AP-First banned as a bourgeois luxury under the Marxist Khmer Rouge in 1975 and then
limited by private ownership laws and a shortage of foreign currency, cars and motorcycles
are now cruising the pot-holed streets of Phnom Penh with a vengeance.
Once peaceful tree-lined boulevards are now clogged with luxury and four-wheel vehicles
honking their way past motorcycles packed with five and even six people, horse-drawn
carts laden with airconditioners and refrigerators, bicyclists carrying 30-foot planks
of wood, and cyclos stuffed with squealing pigs, mattresses, and beer.
Traffic officer Sor Sam Ang fears for his life when he has to direct the chaos from
a stand in the middle of the main drag, Achar Mean Boulevard. He says he must bend
this way and that to avoid getting hit when rowdy motorcyclists come rushing past.
"I'm afraid, but what should I do?" he said during a much-needed break
along the side of the road. "It's my job."

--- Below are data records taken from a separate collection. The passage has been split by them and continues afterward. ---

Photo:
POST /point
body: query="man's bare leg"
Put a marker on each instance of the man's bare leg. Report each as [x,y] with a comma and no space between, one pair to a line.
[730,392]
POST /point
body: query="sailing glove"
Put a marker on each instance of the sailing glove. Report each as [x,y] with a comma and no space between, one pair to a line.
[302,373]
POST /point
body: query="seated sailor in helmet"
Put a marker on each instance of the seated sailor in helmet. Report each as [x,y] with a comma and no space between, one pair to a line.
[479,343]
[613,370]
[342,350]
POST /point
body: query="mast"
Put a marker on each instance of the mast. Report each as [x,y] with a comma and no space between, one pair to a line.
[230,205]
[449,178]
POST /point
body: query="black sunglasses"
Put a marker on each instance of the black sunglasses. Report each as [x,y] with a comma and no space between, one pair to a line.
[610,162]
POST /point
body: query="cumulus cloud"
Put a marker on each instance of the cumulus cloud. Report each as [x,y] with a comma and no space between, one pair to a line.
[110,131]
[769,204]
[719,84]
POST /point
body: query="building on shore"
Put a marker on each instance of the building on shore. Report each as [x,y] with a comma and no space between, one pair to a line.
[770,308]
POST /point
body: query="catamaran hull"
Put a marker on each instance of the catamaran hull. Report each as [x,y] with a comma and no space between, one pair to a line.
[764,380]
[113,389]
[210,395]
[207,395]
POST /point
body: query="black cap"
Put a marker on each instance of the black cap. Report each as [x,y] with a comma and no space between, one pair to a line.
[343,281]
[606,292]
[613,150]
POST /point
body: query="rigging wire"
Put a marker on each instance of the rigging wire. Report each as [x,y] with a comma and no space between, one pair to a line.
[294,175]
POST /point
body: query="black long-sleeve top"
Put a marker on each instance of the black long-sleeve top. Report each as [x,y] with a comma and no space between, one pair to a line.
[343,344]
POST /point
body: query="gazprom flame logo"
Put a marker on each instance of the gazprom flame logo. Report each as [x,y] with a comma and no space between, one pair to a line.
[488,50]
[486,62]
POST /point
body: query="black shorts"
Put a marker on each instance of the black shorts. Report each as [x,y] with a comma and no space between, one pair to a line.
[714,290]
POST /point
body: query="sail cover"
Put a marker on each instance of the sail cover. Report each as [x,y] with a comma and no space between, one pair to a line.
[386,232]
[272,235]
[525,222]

Sor Sam Ang said there are not enough police in Phnom Penh to arrest all the people
who break traffic laws. As he speaks, an officer speeds past on a motorcycle with
two passengers-one over the legal limit.
Because there are no regularly enforced traffic laws in Phnom Penh, it's every man,
woman and adolescent driver for his or herself. If they plan to turn in one or two
blocks, drivers often cruise on the wrong side of the road, facing oncoming traffic.
There are only six functioning traffic lights in the city.
Capt. Rajeev Sirohi, staff officer in the U.N. Military Information Center, said
the lights,all of which turn from green to red without a warning yellow light, only
make matters worse.
"Green light is go, just go wherever you want," he said. "There's
total confusion."
The traffic problem dates back to 1987, when the government allowed private vehicles
for the first time since the Khmer Rouge banned them in 1975, said Meas Samith, director
of international relations at the Ministry of Transport, Communications and Posts.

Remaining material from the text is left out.